Guetzko presented a paper on the theme “Feeding Innovation, Fighting Hunger” and took part in roundtable discussions with experts in industry, science, academia and policy on the culminating day of the program. During the Institute, participants also helped with a hands-on service project packaging meals for Outreach, Inc., a hunger-fighting organization that serves people in the United States and internationally, toured innovative research and industrial facilities in and around Des Moines – and took part in an interactive Oxfam Hunger Banquet that brought to life the realities of hunger and poverty.

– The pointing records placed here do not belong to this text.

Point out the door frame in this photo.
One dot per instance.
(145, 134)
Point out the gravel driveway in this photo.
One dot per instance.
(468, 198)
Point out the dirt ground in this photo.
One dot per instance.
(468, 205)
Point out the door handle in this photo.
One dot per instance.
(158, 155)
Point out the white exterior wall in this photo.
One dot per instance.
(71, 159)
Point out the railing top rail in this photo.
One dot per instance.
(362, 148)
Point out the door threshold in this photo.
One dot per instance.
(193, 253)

Created by Dr. Borlaug and Iowa businessman John Ruan in 1994, the Global Youth Institute today receives major support from Clay Mathile and the Mathile Institute for the Advancement of Human Nutrition. The program was developed to challenge and inspire participating student-teacher teams to identify ways of alleviating hunger, and to expose the students to opportunities and careers in food, agriculture and natural resource disciplines.

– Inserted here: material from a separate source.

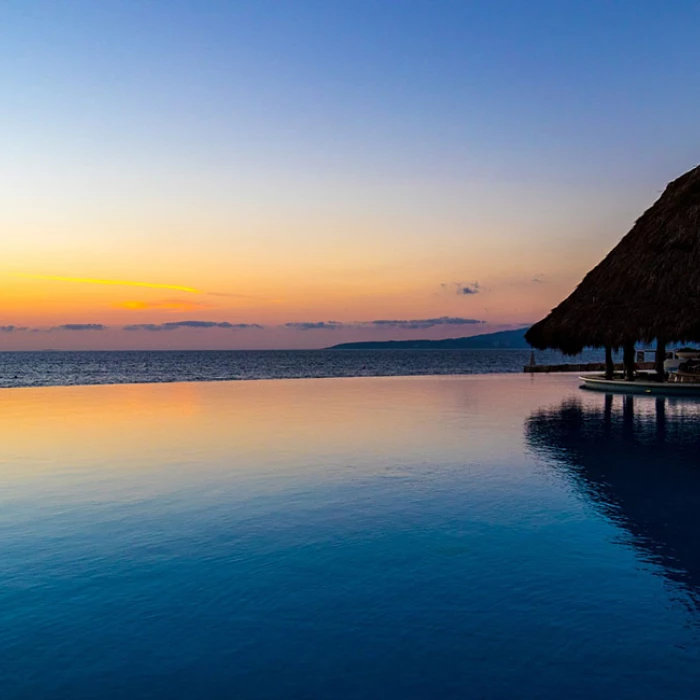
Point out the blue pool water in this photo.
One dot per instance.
(419, 537)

At the Global Youth Institute, Guetzko interacted with students and teachers from Alabama, Arkansas, California, Colorado, Connecticut, Florida, Georgia, Illinois, Indiana, Iowa, Kansas, Kentucky, Massachusetts, Maryland, Maine, Michigan, Minnesota, Missouri, Montana, Nebraska, New Jersey, New York, North Carolina, Ohio, Pennsylvania, South Dakota, Texas, Utah, Virginia, Wisconsin, and the U.S. Virgin Islands, as well as Canada, China, India, Mexico, Pakistan, Philippines and Tunisia. 

Participants also viewed Iowa Public Television’s live coverage of the 2016 World Food Prize Laureate Award Ceremony that honored Dr. Maria Andrade of Cape Verde, Dr. Robert Mwanga of Uganda, Dr. Jan Low of the United States and Dr. Howarth Bouis of the United States as this year’s Prize recipients. Dr. Andrade and Dr. Mwanga, plant scientists in Mozambique and Uganda, bred the Vitamin A enriched OFSP, while Dr. Low structured nutrition studies and programs that convinced almost two million households in 10 African countries to plant, purchase and consume this nutritionally fortified food. Dr. Howarth Bouis, the founder of HarvestPlus at the International Food Policy Research Institute (IFPRI), pioneered the implementation of a multi-institutional approach to biofortification as a global plant breeding strategy. As a result of his leadership, crops such as iron and zinc fortified beans, rice, wheat and pearl millet, and Vitamin A-enriched cassava, maize and OFSP are being tested or released in over 40 countries. Through the combined efforts of the four Laureates, over 10 million persons are now positively impacted by biofortified crops, with a potential of several hundred million more having their nutrition and health enhanced in the coming decades. As such, they are truly worthy to be named as the recipients of the award that Norman Borlaug created thirty years ago to be seen as the “Nobel Prize for Food and Agriculture.”